1. Read the data with a specialist tool.
* For spreadsheets, use [tidyxl](https://nacnudus.github.io/tidyxl/).
* For plain text files, you might soon be able to use
[readr](https://readr.tidyverse.org), but for now you'll have to install a
pull-request on that package with
`devtools::install_github("tidyverse/readr#760")`.
* For tables in html pages, use `unpivotr::tidy_html()`
* For data frames, use `unpivotr::as_cells()` -- this should be a last
resort, because by the time the data is in a conventional data frame, it
is often too late -- formatting has been lost, and most data types have
been coerced to strings.
1. Either `behead()` straight away, else `dplyr::filter()` separately for the
header cells and the data cells, and then recombine with `enhead()`.
1. `spatter()` so that each column has one data type.

```{r}
library(unpivotr)
library(tidyverse)
x <- purpose$`up-left left-up`
x # A pivot table in a conventional data frame. Four levels of headers, in two
# rows and two columns.

y <- as_cells(x) # 'Tokenize' or 'melt' the data frame into one row per cell
y

rectify(y) # useful for reviewing the melted form as though in a spreadsheet

y %>%
behead("up-left", "sex") %>% # Strip headers
behead("up", "life-satisfication") %>% # one
behead("left-up", "qualification") %>% # by
behead("left", "age-band") %>% # one.
select(-row, -col, -data_type, count = chr) %>% # cleanup
mutate(count = as.integer(count))
```

Note the compass directions in the code above, which hint to `behead()` where to
find the header cell for each data cell.

* `"up-left"` means the header (`Female`, `Male`) is positioned up and to the
left of the columns of data cells it describes.
* `"up"` means the header (`0 - 6`, `7 - 10`) is positioned directly above the
columns of data cells it describes.
* `"left-up"` means the header (`Bachelor's degree`, `Certificate`, etc.) is
positioned to the left and upwards of the rows of data cells it describes.
* `"left"` means the header (`15 - 24`, `25 - 44`, etc.) is positioned directly to
the left of the rows of data cells it describes.

## Installation

```{r, echo = TRUE, eval = FALSE}
# install.packages("devtools") # If you don't already have devtools
devtools::install_github("nacnudus/unpivotr", build_vignettes = TRUE)
```

The version 0.4.0 release had somee breaking changes.

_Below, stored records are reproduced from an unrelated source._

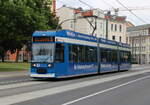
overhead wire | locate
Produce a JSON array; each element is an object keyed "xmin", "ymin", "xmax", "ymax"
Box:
[{"xmin": 116, "ymin": 0, "xmax": 147, "ymax": 23}]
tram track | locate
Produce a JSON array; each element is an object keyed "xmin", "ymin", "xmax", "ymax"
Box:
[{"xmin": 0, "ymin": 67, "xmax": 150, "ymax": 85}]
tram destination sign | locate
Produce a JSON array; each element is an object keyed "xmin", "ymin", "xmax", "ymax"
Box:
[{"xmin": 32, "ymin": 36, "xmax": 55, "ymax": 42}]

See `NEWS.md` for
details. The previous version can be installed as follow:

```r
devtools::install_version("unpivotr", version = "0.3.1", repos = "http://cran.us.r-project.org")
```

## Similar projects

[unpivotr](https://github.com/nacnudus/unpivotr) is inspired by
[Databaker](https://github.com/sensiblecodeio/databaker), a collaboration
between the [United Kingdom Office of National Statistics](https://www.ons.gov.uk/)
and [The Sensible Code Company](https://sensiblecode.io/).
[unpivotr](https://github.com/nacnudus/unpivotr).

[jailbreaker](https://github.com/rsheets/jailbreakr) attempts to extract
non-tabular data from spreadsheets into tabular structures automatically via
some clever algorithms. [unpivotr](https://github.com/nacnudus/unpivotr)
differs by being less magic, and equipping you to express what you want to do.